Luc tried not to think about the fact that humans rarely stayed in one place for too long once captured. They were worth too much for that, so they were given as gifts for parties, often traded or sold…
“Tell us, Prince, are you even the least bit remorseful for your actions?” The Great Judge brought the room to order with the question, and those in the numbered chairs hushed to listen. “It will help us decide whether to execute you publicly before the Corner,” the Great Judge added with a fresh tone of resentment, making it clear which side of the debate he fell on.
It took Luc a moment to realize the Judge was speaking to him.
A ‘prince’?
Luc nearly snorted a laugh as he dragged his gaze away from the windows’ crystal mosaics and let it fall upon one Lord at a time. They looked back at him, waiting, perhaps hoping to see something in their fox ‘prince’ they had failed to see thus far. Perhaps hoping there was a shred of decency in him they might be able to rely on.
And so, Luc said, “No.”
Roars of horror boomed through the room. The Assembly members who’d finally sat down leapt back to their feet. The Great Judge’s eyes narrowed and he barred his shiny teeth.
Luc went on anyway, “I don’t regret killing that disgraceful monarch you were all idiotic enough to recognize as your ruler, nor do I regret killing the High Prince who was the most disgraceful father in the Ever Corners. If you were looking for a nice answer, you shouldn’t have asked such a stupid question.”
Naturally, the meeting room boomed with a level of noise worse than before, a decibel strictly forbidden at Assembly meetings of the past. Luc’s gaze drifted up the walls as the whole mountain rattled above, as though it too was angry at the fox who’d done a bad thing.
But ‘bad’ was subjective, and the mountain could kiss Luc’s sorry—
A grape hit Luc’s face. It was the first of a dozen mushy fruits and vegetables hurled in his direction, filling the onyx stage with the sour fragrance of a fruit salad gone bad.
It seemed the Assembly had made their choice. Luc might be stabbed with cold iron even before the vote took place. He glanced back at the window, sure he could slip through it in the blink of an eye and outrun these older, less fit fairies. He turned his body an inch, taking a small step forward to brace himself to fly…
An enchanted vine grappled his ankles and tore him off his feet. Luc fell forward, his face hitting the onyx, and he growled at whomever had provoked a powerful nine tailed fox. More vines slithered over him like serpents with minds of their own, constricting his wrists, squeezing his midsection, grasping at his throat, even. He tugged at the green stems, but it was no use. As soon as he’d touched the vines, airslipping was no longer an option, and he realized that whatever fate was decided for him in this shadowy Corner would be the one he’d face. As he sat up, bound in every way, he released a small huff-laugh of disbelief.
It was poetic, really.
He would finish his life a lonely fox, the same way he’d started it.
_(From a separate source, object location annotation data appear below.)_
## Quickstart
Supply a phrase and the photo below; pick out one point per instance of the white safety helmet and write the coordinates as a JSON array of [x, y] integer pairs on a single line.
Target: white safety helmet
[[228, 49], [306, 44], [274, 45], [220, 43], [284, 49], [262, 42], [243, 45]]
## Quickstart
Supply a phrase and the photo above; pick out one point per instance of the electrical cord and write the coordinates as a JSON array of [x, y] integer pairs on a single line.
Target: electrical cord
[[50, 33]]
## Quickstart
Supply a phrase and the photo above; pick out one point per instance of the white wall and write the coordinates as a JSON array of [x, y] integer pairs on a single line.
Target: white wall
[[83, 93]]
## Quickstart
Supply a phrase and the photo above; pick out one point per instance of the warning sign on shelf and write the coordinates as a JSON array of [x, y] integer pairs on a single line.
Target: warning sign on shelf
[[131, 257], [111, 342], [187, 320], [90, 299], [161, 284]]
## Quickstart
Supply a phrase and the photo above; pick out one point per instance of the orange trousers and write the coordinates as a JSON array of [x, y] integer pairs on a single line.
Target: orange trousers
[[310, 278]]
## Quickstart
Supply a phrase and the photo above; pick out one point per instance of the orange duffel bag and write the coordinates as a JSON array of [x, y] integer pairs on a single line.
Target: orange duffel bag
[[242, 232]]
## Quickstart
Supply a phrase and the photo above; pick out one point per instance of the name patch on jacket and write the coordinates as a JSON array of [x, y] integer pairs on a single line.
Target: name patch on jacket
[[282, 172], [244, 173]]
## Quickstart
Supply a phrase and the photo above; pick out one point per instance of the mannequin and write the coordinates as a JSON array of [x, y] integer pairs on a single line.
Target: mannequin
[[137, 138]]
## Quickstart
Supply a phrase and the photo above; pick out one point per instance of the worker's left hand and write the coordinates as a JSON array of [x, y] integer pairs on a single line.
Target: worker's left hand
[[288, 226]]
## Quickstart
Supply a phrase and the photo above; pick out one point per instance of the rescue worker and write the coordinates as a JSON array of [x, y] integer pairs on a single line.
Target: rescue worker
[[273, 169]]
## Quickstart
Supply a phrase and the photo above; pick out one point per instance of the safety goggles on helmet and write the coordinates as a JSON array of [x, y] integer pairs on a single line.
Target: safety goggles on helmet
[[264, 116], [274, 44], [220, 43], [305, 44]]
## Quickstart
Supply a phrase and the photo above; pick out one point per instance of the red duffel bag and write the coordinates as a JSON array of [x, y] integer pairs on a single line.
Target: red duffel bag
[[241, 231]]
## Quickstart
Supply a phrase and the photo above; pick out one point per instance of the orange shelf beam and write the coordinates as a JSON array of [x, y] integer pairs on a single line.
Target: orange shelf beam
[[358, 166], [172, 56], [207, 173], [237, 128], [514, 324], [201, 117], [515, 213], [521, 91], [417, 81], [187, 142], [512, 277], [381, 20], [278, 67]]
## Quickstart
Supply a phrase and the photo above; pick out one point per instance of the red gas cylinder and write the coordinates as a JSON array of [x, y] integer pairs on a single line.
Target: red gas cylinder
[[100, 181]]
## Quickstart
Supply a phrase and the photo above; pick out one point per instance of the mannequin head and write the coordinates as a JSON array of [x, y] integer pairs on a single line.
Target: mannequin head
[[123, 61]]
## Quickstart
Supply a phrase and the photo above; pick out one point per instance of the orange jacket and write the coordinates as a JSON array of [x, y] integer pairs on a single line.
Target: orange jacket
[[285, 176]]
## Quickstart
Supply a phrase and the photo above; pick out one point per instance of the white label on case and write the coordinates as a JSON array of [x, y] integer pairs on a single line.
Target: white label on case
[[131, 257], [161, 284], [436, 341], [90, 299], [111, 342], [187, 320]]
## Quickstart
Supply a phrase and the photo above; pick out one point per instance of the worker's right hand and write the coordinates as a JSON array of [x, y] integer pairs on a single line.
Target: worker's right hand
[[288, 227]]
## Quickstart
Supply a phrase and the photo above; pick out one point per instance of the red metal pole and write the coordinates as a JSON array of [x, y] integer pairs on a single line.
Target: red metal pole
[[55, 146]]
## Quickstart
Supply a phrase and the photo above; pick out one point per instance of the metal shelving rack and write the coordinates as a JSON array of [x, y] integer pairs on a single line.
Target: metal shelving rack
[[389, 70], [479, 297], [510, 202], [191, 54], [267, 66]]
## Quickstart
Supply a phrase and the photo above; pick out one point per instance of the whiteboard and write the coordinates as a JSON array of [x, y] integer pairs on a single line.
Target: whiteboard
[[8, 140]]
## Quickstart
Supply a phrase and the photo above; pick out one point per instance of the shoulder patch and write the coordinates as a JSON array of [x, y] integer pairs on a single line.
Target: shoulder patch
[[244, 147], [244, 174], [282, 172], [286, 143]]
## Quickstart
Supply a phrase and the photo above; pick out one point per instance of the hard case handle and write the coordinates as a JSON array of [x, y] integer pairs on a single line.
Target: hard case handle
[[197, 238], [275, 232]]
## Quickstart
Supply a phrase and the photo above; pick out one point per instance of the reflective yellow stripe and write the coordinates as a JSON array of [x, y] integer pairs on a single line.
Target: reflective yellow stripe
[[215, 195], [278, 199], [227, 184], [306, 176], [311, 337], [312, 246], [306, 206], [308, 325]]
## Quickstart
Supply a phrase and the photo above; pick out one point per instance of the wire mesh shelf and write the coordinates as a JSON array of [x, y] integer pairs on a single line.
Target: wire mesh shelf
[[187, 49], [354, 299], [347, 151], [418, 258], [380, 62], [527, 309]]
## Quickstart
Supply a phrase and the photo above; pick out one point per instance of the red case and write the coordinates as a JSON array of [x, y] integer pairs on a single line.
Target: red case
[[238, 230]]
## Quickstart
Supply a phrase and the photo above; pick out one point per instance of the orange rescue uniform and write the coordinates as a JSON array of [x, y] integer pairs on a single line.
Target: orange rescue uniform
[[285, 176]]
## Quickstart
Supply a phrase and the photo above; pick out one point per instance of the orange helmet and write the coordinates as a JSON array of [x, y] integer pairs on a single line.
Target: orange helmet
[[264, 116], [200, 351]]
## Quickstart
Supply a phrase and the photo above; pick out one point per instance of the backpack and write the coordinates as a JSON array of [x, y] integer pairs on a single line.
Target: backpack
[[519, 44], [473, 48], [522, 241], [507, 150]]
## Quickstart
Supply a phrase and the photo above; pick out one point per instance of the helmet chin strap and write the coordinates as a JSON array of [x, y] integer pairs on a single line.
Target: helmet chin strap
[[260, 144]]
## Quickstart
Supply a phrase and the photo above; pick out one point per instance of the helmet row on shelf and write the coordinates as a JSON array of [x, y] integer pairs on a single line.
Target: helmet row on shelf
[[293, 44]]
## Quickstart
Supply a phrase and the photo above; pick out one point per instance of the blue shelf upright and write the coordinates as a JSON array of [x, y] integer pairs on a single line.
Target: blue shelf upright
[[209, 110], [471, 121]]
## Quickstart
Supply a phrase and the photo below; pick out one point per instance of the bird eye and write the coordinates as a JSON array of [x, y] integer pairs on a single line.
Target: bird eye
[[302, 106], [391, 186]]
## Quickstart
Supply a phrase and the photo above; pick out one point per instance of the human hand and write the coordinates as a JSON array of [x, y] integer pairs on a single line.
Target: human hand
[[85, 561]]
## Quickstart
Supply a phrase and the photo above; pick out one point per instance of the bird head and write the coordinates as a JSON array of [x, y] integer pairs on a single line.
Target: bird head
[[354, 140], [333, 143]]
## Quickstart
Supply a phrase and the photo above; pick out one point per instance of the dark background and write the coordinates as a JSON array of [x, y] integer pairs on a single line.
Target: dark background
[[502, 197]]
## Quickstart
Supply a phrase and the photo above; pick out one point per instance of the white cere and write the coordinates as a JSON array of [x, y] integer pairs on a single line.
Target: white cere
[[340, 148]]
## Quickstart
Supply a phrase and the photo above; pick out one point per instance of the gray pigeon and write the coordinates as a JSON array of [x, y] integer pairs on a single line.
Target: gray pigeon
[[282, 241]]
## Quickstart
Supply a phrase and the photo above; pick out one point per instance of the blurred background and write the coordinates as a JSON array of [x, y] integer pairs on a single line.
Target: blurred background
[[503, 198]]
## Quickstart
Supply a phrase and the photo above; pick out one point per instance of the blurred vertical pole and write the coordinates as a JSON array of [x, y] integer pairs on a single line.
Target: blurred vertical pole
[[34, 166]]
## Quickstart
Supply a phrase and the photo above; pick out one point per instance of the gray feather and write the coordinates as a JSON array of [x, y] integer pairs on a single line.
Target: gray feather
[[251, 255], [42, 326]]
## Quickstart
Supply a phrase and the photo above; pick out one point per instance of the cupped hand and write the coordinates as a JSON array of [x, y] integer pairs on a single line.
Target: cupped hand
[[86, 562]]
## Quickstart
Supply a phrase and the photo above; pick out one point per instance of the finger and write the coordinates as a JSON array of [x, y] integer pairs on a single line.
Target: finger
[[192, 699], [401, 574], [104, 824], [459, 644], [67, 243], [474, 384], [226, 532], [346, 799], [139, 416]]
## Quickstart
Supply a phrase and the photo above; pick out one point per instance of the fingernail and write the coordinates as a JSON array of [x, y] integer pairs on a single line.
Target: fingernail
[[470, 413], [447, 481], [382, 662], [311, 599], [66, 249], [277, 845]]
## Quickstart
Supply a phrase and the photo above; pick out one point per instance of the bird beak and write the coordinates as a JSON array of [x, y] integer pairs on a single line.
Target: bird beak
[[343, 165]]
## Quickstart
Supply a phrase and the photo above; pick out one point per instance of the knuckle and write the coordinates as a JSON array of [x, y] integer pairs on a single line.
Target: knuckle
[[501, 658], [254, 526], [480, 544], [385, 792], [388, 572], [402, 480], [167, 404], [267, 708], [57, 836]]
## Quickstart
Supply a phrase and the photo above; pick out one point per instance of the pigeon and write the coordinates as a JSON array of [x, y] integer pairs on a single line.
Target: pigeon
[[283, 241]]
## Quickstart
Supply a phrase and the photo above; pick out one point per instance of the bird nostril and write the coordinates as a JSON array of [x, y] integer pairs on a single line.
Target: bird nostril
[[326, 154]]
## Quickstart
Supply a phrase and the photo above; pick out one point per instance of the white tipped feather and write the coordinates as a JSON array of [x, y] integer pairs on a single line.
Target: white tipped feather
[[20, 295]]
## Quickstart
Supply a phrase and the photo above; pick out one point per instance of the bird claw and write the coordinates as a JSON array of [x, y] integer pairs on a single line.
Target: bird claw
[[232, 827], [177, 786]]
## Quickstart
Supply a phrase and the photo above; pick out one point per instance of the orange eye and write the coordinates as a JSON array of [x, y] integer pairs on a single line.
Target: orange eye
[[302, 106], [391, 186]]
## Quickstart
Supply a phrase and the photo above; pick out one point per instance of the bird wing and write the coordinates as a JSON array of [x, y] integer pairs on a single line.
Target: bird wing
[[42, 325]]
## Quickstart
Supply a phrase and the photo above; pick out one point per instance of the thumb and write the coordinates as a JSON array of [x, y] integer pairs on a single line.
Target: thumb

Admittedly, his last thought was of Lily Baker whom he realized he owed an apology to. Because despite his best efforts, or partial efforts, he wasn’t going to make it to rescue her after all.
“I hope you’re still alive, dear Lily,” he murmured beneath the commotion around him as a dozen Army Commanders wrestled him to his feet. “I hope the sky deities care more about you than they do about me and you survive.”